Em fala correta, Lula disse que “não adianta só pensar em responsabilidade fiscal, temos de pensar em responsabilidade social”. As duas ideias não são antagônicas. Depois vieram equívocos e preconceitos. “Para cumprir teto fiscal, geralmente é preciso desmontar políticas sociais e não se mexe com o mercado financeiro. Vai aumentar o dólar e cair a bolsa? Paciência. Mas o dólar não aumenta ou a bolsa cai por causa das pessoas sérias, e sim dos especuladores.” Parece ter defendido a penalização do mercado financeiro, ou seja, não pagar a dívida pública. Um calote, pois.
A segunda fala contém dois erros. Primeiro, os bancos não são o único nem o maior credor do Tesouro. Representam 28,7% da dívida pública mobiliária federal. Os outros 71,3%, ainda que em parte geridos por instituições financeiras, são fundos de investimento, fundos de pensão, previdência privada e Tesouro Direto (pequenos investidores). Trata-se de poupanças individuais ou contribuições para a aposentadoria de milhões de brasileiros. O calote seria arrasador.
O segundo erro: afirmar que especuladores não são pessoas sérias. Lula não esteve só.

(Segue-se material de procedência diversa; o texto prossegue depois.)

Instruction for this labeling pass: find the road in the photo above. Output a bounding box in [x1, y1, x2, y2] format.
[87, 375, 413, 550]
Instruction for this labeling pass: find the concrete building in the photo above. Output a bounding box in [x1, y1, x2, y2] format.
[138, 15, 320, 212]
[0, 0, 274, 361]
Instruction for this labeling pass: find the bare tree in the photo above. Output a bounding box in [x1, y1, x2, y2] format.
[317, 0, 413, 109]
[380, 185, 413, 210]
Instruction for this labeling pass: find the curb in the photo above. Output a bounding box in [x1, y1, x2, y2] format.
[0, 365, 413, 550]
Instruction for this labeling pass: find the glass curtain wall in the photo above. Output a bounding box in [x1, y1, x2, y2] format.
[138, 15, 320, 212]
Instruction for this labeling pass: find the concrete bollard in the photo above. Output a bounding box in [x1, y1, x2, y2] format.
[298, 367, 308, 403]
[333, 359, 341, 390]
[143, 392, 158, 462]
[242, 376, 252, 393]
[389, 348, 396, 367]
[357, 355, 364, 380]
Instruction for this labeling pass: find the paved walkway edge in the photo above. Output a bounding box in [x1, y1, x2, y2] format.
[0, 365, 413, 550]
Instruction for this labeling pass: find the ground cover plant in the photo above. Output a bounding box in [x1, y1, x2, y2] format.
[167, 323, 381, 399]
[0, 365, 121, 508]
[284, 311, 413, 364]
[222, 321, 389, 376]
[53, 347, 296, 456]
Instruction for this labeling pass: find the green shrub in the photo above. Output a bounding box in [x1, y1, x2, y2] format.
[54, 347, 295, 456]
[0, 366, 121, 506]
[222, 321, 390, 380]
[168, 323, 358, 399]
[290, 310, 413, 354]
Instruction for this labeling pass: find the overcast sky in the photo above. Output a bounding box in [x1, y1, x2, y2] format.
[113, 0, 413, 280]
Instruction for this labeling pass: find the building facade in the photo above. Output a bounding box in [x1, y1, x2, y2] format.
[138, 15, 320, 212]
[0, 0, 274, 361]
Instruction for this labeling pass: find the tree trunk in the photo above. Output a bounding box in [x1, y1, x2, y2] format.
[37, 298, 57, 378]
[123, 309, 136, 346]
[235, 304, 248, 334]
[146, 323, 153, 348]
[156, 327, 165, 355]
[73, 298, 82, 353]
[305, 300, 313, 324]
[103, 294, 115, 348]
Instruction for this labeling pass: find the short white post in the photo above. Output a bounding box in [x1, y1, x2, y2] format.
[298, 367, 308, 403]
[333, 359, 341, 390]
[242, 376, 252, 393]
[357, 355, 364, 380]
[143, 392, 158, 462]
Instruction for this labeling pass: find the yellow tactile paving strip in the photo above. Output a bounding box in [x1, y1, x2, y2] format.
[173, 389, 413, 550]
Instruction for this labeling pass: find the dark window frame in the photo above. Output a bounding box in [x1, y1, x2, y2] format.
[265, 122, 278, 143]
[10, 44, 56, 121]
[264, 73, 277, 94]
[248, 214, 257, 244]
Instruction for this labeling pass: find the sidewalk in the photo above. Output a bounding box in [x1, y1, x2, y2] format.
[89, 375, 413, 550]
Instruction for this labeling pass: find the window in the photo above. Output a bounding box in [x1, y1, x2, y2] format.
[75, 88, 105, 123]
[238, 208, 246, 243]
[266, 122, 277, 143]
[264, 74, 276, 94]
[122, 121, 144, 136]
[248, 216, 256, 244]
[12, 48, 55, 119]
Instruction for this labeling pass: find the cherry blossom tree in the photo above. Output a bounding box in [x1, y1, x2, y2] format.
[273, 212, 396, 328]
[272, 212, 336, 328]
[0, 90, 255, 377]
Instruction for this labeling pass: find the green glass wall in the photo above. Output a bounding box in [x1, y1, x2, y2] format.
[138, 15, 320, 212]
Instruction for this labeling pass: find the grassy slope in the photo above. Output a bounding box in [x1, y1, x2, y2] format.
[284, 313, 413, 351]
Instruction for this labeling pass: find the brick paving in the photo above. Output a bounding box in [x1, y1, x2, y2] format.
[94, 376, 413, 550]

A presidente do PT, Gleisi Hofmann, tratou a oscilação do dólar e da bolsa como “um movimento especulativo, o que é muito ruim para o país”. Na verdade, houve uma reação típica de mercados maduros, que fogem de ativos ao menor sinal de risco de perdas.
“Especulação, para os brasileiros, é sinônimo de má-fé, uma situação que não acontece em mercados maduros”
A maioria dos brasileiros vê com maus olhos o especulador. No dicionário Aurélio, diz-se que ele é um “indivíduo que age de má-fé, procurando tirar proveito de uma situação, de determinada coisa”. Nos dicionários de língua inglesa, especulador é quem “investe em ações, propriedades e outros riscos, na expectativa de ganhar, sob o risco de perder”.
Quando vista apropriadamente, especulação é coisa de gente séria. Pode ser nociva, mas isso costuma ocorrer em mercados disfuncionais, mal regulados e por isso muito voláteis. Na maior parte do tempo, funciona bem. A especulação caracterizada por compra e venda de ativos forma preços. Emite sinais indispensáveis ao bom funcionamento da economia. Cotações em bolsas de mercadorias orientam decisões de agricultores, pecuaristas e das áreas de recursos naturais. Mudanças no clima influenciam movimentos especulativos que emanam sinais para o setor rural.
Há outras formas de definir especulação. Segundo o dicionário Cambridge, ela pode ser entendida como “atividade que imagina possíveis respostas para uma questão sobre a qual não se dispõe de informações seguras”. Pode-se especular sobre rumores de demissão de um ministro ou sobre o desenlace de uma crise conjugal. No campo da ciência, especulação pode referir-se a conjecturas sem evidência firme.
Ao falarem de modo inapropriado sobre especuladores, Lula e Gleisi não percebem que grande parte do dinheiro que eles movimentam é canalizada para financiar atividades que geram riqueza, renda, emprego e bem-estar. Em última análise, somos todos especuladores.